DJT090 DC/DC Converter. Image used courtesy of Bodo’s Power Systems
Other industrial applications also will need to adopt similar power supply structures to maintain a competitive advantage, from autonomous mobile robotics (AMRs) to smart-city devices powering the industrial internet of things (IIoT). In EV charging, which is becoming more widely adopted nationwide, a lot of energy must be pumped into a small space within a short period of time to provide efficiency for drivers looking to charge vehicles quickly while they’re on the go.
An additional and sometimes overlooked factor that can come into play is how outdoor versus indoor power needs are addressed. In both applications, power and connectivity are top priorities, but there are other unique aspects that need to be considered for each. While aesthetics is a key consideration for outdoor standalone power supplies, it is less of a concern when used in enclosed cabinets and indoor power rooms.
Bodo: I’d love to break these down a little bit more, especially seeing as designing in an aesthetically pleasing way is an added challenge. Can you provide some examples? How would this work outdoors, for example with EV charging or 5G connectivity?
Raj: As mentioned, with the transition to 5G, smaller radios and power infrastructure are being implemented. This presents a shift from the larger macro cell sites and towers that we’ve grown used to. This smaller, more power-dense equipment is being deployed in greater numbers in high-visibility environments – such as throughout smart cities – to help ensure reliable connectivity and improve throughput and latency.
Because this equipment will be more prevalent and decentralized, creating aesthetically pleasing “street furniture” designs that both meet power needs and are small enough to blend in with the surroundings is essential. This unique need has triggered several new “smart power pole” and “smart streetlamp pole” designs that not only blend well with the surrounding but also contain the hardware needed for a 5G small cell or repeater. That said, developing aesthetically pleasing equipment designs cannot come at the cost of reliable, high-quality operation.
Bodo: And what about some indoor examples? What is the difference when solving for edge computing and data centers, for example?
Raj: When it comes to edge computing and data centers, designing for power optimization and the miniaturization of power remain both a challenge and a priority.
In the current environment of ever-evolving technology, there continues to be increased demand for smaller and smaller highdensity power supplies to support new technologies. This is true at every layer of the data center – both in large-scale, centralized data centers and edge facilities.
Maximizing power with miniaturized components typically starts at the board level, where every millimeter of space is important. This aspect is significant for data center power supplies, as engineers are called on to create circuits with increasingly higher power densities, better efficiencies, and higher reliability. One way to tackle this is through the miniaturization and use of point-of-load DC/DC converters to support distributed power and DC power architectures. In edge data centers, there is an even greater emphasis on density since these facilities need to pack as much computing and networking power as possible into even smaller footprints.
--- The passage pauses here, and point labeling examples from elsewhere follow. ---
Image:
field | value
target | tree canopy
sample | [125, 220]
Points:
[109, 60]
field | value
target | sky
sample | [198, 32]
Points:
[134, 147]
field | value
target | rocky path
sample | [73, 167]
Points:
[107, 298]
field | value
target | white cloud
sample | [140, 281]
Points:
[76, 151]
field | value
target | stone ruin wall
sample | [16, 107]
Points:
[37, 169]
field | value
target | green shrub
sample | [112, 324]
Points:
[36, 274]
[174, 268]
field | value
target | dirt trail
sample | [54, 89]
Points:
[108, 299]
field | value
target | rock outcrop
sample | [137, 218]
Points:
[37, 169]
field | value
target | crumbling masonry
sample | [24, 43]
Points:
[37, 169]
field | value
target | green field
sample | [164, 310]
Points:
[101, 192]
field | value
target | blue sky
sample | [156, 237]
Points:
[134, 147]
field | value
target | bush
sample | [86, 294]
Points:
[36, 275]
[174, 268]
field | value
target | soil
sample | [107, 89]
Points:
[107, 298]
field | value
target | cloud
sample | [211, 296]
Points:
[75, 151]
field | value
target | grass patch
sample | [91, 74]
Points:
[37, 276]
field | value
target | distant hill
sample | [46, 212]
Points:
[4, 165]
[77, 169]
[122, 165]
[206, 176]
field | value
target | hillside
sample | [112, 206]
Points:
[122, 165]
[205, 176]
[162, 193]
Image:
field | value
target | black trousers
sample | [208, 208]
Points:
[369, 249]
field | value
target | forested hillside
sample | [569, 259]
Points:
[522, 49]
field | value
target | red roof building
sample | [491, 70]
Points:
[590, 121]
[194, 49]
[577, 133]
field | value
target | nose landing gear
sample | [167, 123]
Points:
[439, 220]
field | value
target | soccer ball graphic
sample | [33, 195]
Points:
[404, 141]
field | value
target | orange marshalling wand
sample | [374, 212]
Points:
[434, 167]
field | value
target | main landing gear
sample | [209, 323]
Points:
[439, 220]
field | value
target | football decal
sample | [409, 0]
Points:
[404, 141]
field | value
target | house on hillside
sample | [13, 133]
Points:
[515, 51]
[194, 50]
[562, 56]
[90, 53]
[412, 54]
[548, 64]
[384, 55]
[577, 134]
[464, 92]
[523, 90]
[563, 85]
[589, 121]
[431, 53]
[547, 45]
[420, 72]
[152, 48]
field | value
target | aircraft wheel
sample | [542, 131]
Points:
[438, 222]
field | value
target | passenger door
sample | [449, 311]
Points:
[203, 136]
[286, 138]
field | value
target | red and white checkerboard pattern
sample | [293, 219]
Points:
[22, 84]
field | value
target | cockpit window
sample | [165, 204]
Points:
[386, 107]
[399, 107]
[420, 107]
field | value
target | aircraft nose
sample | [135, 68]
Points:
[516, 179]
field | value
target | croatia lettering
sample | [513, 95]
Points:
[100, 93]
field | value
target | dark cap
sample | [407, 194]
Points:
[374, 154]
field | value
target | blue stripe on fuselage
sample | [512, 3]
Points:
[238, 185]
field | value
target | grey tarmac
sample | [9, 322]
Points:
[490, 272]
Data demands and computing capacity needs are only going to continue to increase (and exponentially) in 2021 and beyond, so it’s imperative to keep making advancements in power density to help propel the technology of the future.
Bodo: As next-gen power continues to evolve, what will the next challenge be? As you try to meet the next paradoxical question, what are your answers?
Raj: That is the million-dollar question. We are always working with our customers and keeping our pulse on the industry. While the constant challenge is to reduce the height of the power solutions, the newer challenge is in the “contactless” or “wireless” charging of mobile robots and EVs. The power demands for these applications are not only very high (several KWs), but they also require efficiencies greater than 90% to justify the convenience of a wireless charger when compared to wired charger.